La Russie, la Chine, l’Iran et la Corée du Nord, quatre pays ouvertement hostiles à l’ordre mondial dominé par l’Occident, multiplient les signes de rapprochement ces derniers mois. Moscou vient de signer un accord de partenariat stratégique avec Téhéran, après avoir fait de même avec Pékin et Pyongyang. Cette « famille anti-occidentale » en gestation inquiète observateurs et dirigeants.
Le « rêve de Primakov » en voie de réalisation ?
Dans les années 90, Evgueni Primakov, alors chef du KGB puis ministre russe des Affaires étrangères, théorisait une alliance naturelle entre Russie, Chine, Inde et Iran pour contrer l’hégémonie américaine. Près de 30 ans plus tard, sa vision semble en passe de se concrétiser, du moins partiellement.
Les liens se resserrent en effet à vitesse grand V entre Moscou et ces pays, sur fond de tensions exacerbées avec les Occidentaux depuis l’invasion de l’Ukraine. En témoignent la récente « déclaration » russo-chinoise, l’accord de partenariat russo-nord-coréen et le pacte stratégique global qui doit être signé vendredi entre Vladimir Poutine et son homologue iranien.
Une convergence d’intérêts plus qu’une alliance formelle
Pour autant, pas question de parler d’un « nouveau Pacte de Varsovie » ou d’une alliance anti-occidentale structurée, tempère Bruno Tertrais, directeur adjoint de la Fondation pour la recherche stratégique :
Ce à quoi on assiste, c’est un tissu de relations bilatérales entre pays qui partagent une hostilité, à des degrés divers, envers l’Occident et l’ordre international libéral.
– Bruno Tertrais, Fondation pour la recherche stratégique
Difficile en effet d’imaginer une alliance formelle entre des pays aux intérêts parfois divergents et avec un lourd passif de rivalités, notamment entre Moscou et Pékin. Il s’agit plus d’un « rapprochement tactique dicté par les circonstances », avec la volonté commune de rééquilibrer un monde jugé trop dominé par les Etats-Unis.

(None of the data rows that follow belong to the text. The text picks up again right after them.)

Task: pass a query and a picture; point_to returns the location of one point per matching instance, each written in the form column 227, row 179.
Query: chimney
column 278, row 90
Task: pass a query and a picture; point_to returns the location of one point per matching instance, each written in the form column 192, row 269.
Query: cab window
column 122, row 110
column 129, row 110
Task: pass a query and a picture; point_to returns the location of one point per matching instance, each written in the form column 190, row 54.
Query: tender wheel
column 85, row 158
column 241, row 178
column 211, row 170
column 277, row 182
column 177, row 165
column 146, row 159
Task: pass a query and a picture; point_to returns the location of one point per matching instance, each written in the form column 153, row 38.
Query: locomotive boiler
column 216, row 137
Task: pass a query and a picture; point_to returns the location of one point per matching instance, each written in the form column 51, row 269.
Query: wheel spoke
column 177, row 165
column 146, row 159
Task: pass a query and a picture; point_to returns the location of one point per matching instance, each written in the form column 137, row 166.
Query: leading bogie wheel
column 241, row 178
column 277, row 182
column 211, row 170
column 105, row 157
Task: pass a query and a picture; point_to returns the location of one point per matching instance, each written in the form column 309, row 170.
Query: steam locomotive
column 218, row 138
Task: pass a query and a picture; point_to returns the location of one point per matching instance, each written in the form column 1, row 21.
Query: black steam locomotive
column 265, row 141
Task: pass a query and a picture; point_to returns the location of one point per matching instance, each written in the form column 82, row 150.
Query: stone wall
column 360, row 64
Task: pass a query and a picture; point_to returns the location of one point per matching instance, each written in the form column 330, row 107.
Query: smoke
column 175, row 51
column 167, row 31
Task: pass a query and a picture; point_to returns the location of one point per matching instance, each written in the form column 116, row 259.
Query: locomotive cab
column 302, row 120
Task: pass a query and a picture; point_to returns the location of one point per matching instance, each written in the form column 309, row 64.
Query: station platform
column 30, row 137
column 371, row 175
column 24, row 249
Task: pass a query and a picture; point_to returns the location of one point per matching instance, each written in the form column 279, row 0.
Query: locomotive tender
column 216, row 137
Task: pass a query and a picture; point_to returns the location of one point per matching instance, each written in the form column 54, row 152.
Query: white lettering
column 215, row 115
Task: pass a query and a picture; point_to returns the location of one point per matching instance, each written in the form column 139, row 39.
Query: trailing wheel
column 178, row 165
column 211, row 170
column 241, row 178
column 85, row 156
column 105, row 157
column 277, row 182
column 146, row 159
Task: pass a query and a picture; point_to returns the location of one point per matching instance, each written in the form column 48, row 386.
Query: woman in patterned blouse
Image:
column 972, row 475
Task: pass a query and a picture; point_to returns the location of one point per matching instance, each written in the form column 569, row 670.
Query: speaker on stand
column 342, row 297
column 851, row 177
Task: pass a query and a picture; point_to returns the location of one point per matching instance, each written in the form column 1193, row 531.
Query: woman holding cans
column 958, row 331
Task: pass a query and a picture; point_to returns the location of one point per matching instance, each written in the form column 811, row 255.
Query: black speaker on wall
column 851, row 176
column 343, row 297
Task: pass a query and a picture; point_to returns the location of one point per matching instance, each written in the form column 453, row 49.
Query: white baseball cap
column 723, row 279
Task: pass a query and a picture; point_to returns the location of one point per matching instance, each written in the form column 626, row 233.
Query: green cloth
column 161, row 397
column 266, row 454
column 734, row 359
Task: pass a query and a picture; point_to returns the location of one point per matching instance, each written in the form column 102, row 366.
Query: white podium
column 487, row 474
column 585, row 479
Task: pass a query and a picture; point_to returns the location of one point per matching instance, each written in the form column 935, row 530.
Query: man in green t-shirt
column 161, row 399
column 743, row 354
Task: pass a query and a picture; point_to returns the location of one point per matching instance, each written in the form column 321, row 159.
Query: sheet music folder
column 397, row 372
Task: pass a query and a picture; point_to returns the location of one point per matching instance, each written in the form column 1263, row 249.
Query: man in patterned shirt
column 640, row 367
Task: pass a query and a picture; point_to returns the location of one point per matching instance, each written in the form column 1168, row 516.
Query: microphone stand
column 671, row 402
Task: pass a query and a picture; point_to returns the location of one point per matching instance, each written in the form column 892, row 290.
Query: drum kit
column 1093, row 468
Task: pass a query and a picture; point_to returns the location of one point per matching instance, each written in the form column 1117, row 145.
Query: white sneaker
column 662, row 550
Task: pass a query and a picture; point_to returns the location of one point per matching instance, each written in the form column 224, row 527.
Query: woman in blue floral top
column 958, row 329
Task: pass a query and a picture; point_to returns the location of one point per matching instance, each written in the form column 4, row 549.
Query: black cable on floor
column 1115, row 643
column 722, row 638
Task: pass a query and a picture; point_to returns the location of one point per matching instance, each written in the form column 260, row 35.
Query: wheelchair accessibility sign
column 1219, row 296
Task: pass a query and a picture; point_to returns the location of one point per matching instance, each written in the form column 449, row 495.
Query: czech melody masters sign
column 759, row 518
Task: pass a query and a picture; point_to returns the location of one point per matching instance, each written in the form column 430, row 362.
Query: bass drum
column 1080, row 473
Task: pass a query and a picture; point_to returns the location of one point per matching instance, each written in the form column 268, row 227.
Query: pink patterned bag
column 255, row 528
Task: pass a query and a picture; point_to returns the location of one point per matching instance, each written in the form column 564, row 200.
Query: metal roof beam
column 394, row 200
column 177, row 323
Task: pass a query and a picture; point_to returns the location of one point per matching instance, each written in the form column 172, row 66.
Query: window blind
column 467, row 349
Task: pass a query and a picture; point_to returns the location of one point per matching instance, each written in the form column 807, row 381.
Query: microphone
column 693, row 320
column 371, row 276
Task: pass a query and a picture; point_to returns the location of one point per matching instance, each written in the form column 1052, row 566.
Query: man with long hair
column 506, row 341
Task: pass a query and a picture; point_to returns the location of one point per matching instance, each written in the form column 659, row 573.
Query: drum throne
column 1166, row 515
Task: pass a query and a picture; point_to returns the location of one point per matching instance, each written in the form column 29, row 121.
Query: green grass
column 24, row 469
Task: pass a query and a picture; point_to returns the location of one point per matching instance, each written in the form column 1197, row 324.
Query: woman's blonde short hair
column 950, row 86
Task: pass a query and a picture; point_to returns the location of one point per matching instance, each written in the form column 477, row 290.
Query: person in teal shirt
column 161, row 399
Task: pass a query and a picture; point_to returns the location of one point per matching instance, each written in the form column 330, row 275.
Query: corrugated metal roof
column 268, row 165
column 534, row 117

Des liens économiques et militaires de plus en plus étroits
Cette convergence d’intérêts se traduit néanmoins par des coopérations croissantes, aussi bien économiques que militaires :
- La Chine est devenue le premier partenaire commercial de la Russie, absorbant son pétrole et son gaz.
- Moscou et Pékin multiplient les exercices militaires conjoints, comme récemment en mer du Japon.
- L’Iran fournit des drones à la Russie pour sa guerre en Ukraine et négocie l’achat d’avions de combat russes.
- La Corée du Nord livrerait secrètement des obus d’artillerie à Moscou selon les Etats-Unis.
Autant de développements qui nourrissent les craintes occidentales de voir émerger un bloc hostile, même si on est encore loin d’une véritable alliance structurée et contraignante pour ses membres. Les défenseurs de l’ordre mondial libéral n’en suivent pas moins avec inquiétude ce rapprochement des bannis du système international.
Un défi pour l’Occident ?
Reste à savoir si ce club des parias peut réellement faire jeu égal avec les puissances occidentales. Malgré leur poids géopolitique indéniable, la Russie, la Chine, l’Iran et la Corée du Nord font face à de sérieux défis internes :
- La Russie s’enlise dans une guerre coûteuse en Ukraine et subit de lourdes sanctions économiques.
- La Chine est confrontée à un ralentissement de sa croissance et des tensions sociales.
- L’Iran est secoué par une vague de contestation sans précédent.
- La Corée du Nord reste l’un des pays les plus pauvres et isolés au monde.
Autant de faiblesses qui relativisent la menace que représente cette alliance anti-occidentale émergente. Néanmoins, le rapprochement entre ces puissances hostiles au système international actuel est un développement majeur qui rebat les cartes de la géopolitique mondiale. Un défi auquel l’Occident devra s’adapter pour préserver son leadership et ses valeurs.